Kuyu tipi hapishaneler kapatılsın!

Hapishaneler, her dönem  komünistler ve devrimciler açısından önemli bir direniş mevzisidir. Egemenler düzenlerini sürdürebilmek için kendine muhalif kesimleri sürekli baskı altında tutmaya çalışır. Öncü kesimleri hedefe çakar, onları yoketmeye çalışır. Bunun önemli araçlarından biri de hapishanelerdir. Hapishaneleri sadece bir tecrit olarak değil, bir  “öğütme aracı” olarak da kullanırlar. Oralardan çıkanlar bir daha başkaldırmaya cesaret edemesin isterler. Düşüncelerinden soyutladıkları ve kişiliksizleştirerek bir müsveddeye dönüştürdükleri insanları yönetmek daha kolaydır çünkü.

Komünist ve devrimciler başta olmak üzere onurlu insanlar bu uygulamalara karşı her zaman direnmiştir. Bu  direnişlerde, açlık grevleri ve ölüm oruçlarında şehit düşen binlerce devrimci ve komünist tutsak vardır. Bugün de direnişler sürüyor…

* * *

Döneme göre hapishanelerin mimari yapısı da değişmektedir. Emperyalist-kapitalist sistem, insan haklarından, demokrasiden ne kadar dem vurursa vursun, hapishaneler sözde daha “modern”, gerçekte daha insanlık dışı hale gelmiştir. Günümüzde farklı isimlerle adlandırılan bu hapishaneler, duvarların daha da yükseldiği bir kuyuya dönüşmüştür.

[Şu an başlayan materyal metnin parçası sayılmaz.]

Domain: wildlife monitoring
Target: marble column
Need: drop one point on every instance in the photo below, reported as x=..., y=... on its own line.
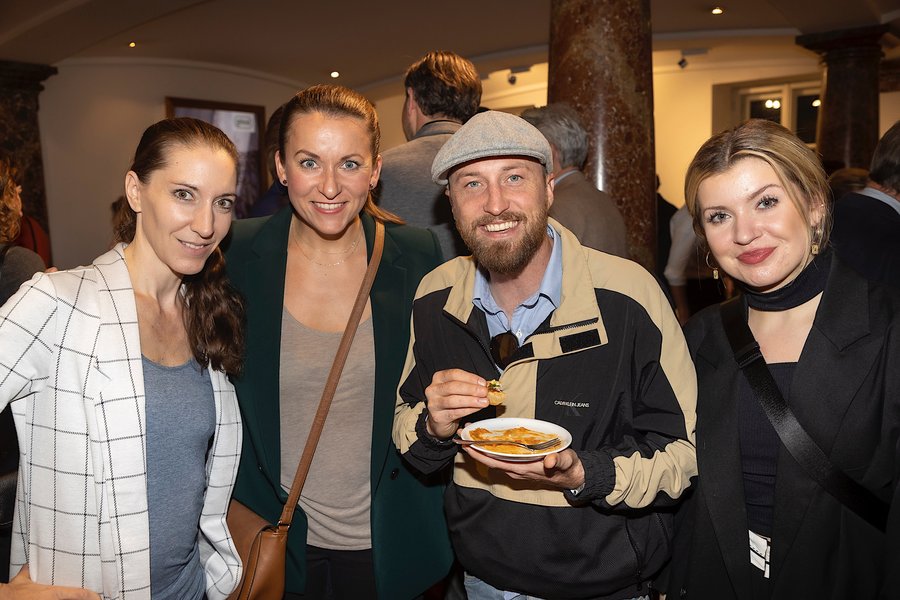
x=20, y=139
x=601, y=65
x=847, y=131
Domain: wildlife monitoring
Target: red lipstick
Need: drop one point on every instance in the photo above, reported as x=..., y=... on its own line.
x=753, y=257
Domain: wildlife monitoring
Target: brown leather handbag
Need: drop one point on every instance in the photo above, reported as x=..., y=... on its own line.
x=261, y=545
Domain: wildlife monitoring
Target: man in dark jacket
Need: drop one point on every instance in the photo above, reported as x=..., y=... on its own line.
x=866, y=233
x=443, y=90
x=577, y=337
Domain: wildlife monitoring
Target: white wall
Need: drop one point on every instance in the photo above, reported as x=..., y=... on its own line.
x=92, y=114
x=682, y=104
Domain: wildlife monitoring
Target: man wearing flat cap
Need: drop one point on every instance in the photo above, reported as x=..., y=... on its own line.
x=577, y=338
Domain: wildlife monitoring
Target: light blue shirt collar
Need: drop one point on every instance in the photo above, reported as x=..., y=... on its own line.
x=534, y=310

Türkiye, hapishane inşası konusunda oldukça yol almış durumda. Tecrit ve izolasyonu derinleştirerek ilerliyor. 12 Eylül darbesinin ardından kitle hareketini bastırmak için yüzlerce cezaevi yapıldı. Özel Tipler, E Tipleri, F Tipleri derken, son 4 yıldır Yüksek Güvenlikli S ve Y tipi yani “Kuyu Tipi” hapishanelerin yapımına hız verildi. Kentlerin ekonomisini “geliştirmek” amacıyla hapishaneleri dört bir yana yaydıkları ve yeni inşaatların devam ettiği biliniyor.

Avrupa Konseyi’nin 2023’te yayınladığı 2022 nüfus ile cezaevinde bulunma oranları raporuna göre, Türkiye’de her 100 bin kişiden 355’i hapisteydi. Bu oran Avrupa Konseyi ülkelerinde ortalama 117 kişiydi. Üstelik 2020 ve 2023’te yapılan infaz değişiklikleriyle 200 bin tutuklu ve hükümlü hapishanelerden çıkmış olmasına, birçok yeni cezaevi açılmış olmasına rağmen, hapishane kapasitesinin çok üzerinde tutsak var.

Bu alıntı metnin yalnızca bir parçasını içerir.